To analyze an observational database of prostate cancer, assessing for patterns of use and predictors of prostate-specific antigen (PSA) recurrence after adjuvant radiotherapy (RT). From the Cancer of the Prostate Strategic Urologic Research Endeavor (CaPSURE), 5336 men underwent prostatectomy from 1989 to 2004. Of these 5336 men, 96 men (1.8%) underwent adjuvant RT. These 96 men were classified as having low (Stage T1c-T2a and PSA level of 10 ng/mL or less and Gleason score of 6 or less), intermediate (Stage T2b or PSA level greater than 10 ng/mL and 20 ng/mL or less or Gleason score 7), or high (Stage T2c or higher or PSA level greater 20 ng/mL or Gleason score of 8 or greater) risk of PSA recurrence. PSA recurrence was defined as two consecutive PSA levels greater than 0.2 ng/mL. Differences between patients who experienced failure were assessed by chi-square tests or analysis of variance. Univariate and multivariate analyses were performed using a Cox proportional hazard regression model. Of the 96 men, 27 (28%) experienced PSA failure and 20 (21%) received additional treatment, with a median of 60 months of follow-up. The clinical risk group (P <0.01), PSA level at diagnosis (P <0.01), Gleason score (P <0.01), and seminal vesicle invasion (P <0.01) all significantly associated with PSA recurrence.

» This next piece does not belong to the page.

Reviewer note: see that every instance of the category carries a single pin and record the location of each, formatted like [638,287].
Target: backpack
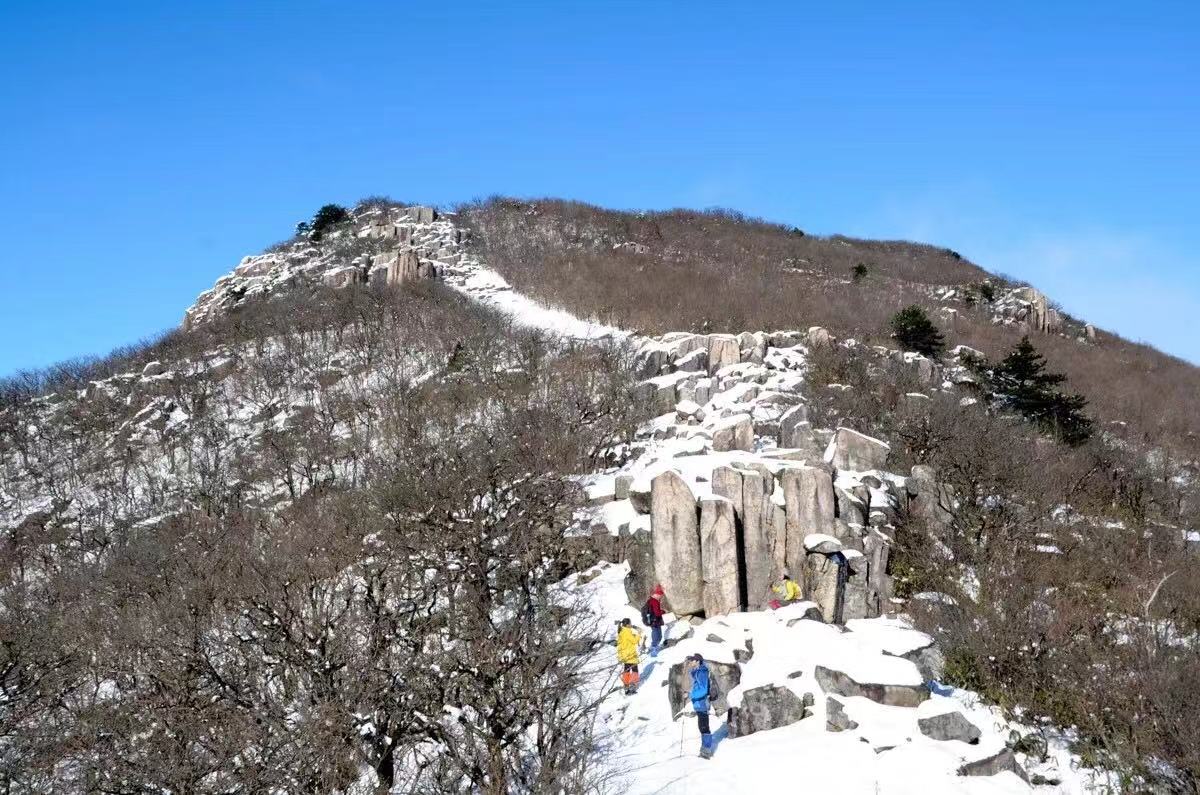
[714,692]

The clinical risk group was the sole predictor of PSA recurrence-free survival on multivariate analysis (hazard ratio 2.4, 95% confidence interval 1.7 to 8.3, P = 0.007). Adjuvant RT was not frequently used in men enrolled in CaPSURE. PSA recurrence was observed more frequently in men with high-risk disease, suggesting that adjuvant RT is not adequate therapy and that these men might benefit from the combined use of hormonal therapy and RT.